Great post MM. You know my views. Labels disable kids, and referring to disabilities disables them further. It's their abilities we should be focusing on and nurturing. Your Boy 1 is an amazing kid. Through his writing he is going to change the lives of many MM ...

Jen said...

Have you seen the movie Temple Grandin yet? If not rent it. It has an amazing view of autism. Beautiful post by the way, loved that poem, almost brought me to tears. Here's my blog if you want to check it out -

Madmother said...

Jen, tried to comment on your blog at the Temple Grandin post and couldn't. Blogger conniptions again methinks...

Oh, this made me cry. I have to see if I can get hold of this movie here in Oz.

I often wondered in the dark days if I was pushing too hard, in denial, or just being unrealistic with my son. Now, at 13, I feel we got it right. He is beautiful, amazing, a bright light of good, purity and hope in dark days.

HeeWho said...

This is a nonissue in my house even though we have an Asperger's diagnosis. My son absolutely denies it's existence. Tricky one to deal with...

HeeWho said...

You will see my veiled references to it in my blogs at

Madmother said...

Will go have a look HeeWho. :-)

Glowless @ Where's My Glow said...

Pretty damn special indeed. And hopefully the copyright will be respected this time.

E. said...

Hey, it does remeber me here!

I didn't comment on this because I don't watch parenthood.

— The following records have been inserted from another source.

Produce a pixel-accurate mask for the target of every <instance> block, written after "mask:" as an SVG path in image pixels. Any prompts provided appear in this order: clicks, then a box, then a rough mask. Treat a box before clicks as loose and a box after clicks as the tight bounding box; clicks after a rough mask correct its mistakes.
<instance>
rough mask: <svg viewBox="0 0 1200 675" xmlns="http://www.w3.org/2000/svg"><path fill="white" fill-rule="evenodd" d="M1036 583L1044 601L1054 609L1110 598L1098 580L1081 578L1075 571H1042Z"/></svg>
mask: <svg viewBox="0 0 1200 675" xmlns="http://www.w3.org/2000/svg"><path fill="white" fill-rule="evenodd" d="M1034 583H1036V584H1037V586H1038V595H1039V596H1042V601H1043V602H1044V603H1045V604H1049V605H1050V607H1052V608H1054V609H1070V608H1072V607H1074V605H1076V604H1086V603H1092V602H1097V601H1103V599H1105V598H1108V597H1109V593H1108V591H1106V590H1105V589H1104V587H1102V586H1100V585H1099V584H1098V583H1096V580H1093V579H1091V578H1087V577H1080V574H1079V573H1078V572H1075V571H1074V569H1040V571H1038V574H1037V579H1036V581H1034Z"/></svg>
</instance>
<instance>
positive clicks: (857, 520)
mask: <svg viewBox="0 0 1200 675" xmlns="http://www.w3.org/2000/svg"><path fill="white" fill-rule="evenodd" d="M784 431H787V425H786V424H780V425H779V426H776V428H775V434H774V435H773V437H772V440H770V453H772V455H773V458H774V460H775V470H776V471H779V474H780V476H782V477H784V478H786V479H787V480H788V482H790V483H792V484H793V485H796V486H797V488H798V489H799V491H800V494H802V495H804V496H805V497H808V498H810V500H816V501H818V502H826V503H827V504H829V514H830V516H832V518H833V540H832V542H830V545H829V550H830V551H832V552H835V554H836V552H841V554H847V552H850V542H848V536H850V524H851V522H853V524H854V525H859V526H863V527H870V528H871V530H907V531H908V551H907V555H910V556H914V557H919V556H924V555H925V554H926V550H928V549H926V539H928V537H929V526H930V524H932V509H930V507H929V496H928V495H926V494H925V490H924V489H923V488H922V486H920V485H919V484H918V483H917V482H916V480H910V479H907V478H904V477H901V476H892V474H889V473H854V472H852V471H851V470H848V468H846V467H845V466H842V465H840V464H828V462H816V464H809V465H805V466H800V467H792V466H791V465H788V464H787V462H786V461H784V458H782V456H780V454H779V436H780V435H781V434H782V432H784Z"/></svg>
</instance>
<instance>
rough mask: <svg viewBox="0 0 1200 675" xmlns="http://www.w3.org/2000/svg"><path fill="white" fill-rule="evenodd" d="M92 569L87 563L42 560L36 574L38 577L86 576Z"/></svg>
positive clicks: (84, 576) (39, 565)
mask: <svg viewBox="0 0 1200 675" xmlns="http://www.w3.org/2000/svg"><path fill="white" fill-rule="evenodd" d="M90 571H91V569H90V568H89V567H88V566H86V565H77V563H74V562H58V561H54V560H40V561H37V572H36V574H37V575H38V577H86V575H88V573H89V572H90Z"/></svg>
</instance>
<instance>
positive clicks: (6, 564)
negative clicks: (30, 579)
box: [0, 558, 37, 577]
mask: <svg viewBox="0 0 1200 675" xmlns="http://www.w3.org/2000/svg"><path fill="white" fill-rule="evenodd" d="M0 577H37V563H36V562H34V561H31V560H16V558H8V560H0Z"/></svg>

And I'm pretty sure you know I'm impressed with Boy 1.

MaidInAustralia said...

That's a wonderful poem, what a great kid you have.
I would never refer to Mr 10's AS as a 'disability'. It is a thing that he has that we are learning how to deal with. And like your boy, mine knows that the very things that make him different and/or difficult will be what makes him to be extremely successful and cool one day. In fact, it's already starting ... I'm so proud of him.
TV writers do have a responsibility to take ownership of what they write - I hate to think what Mr 10 would have thought if he'd seen that episode and absorbed the message. Although I don't let him watch it yet. But other kids/teens might.

Mum on the Run said...

Fantastic post - and poem.
The gifts I've had the pleasure of sharing in when working with children on the spectrum has blown my mind.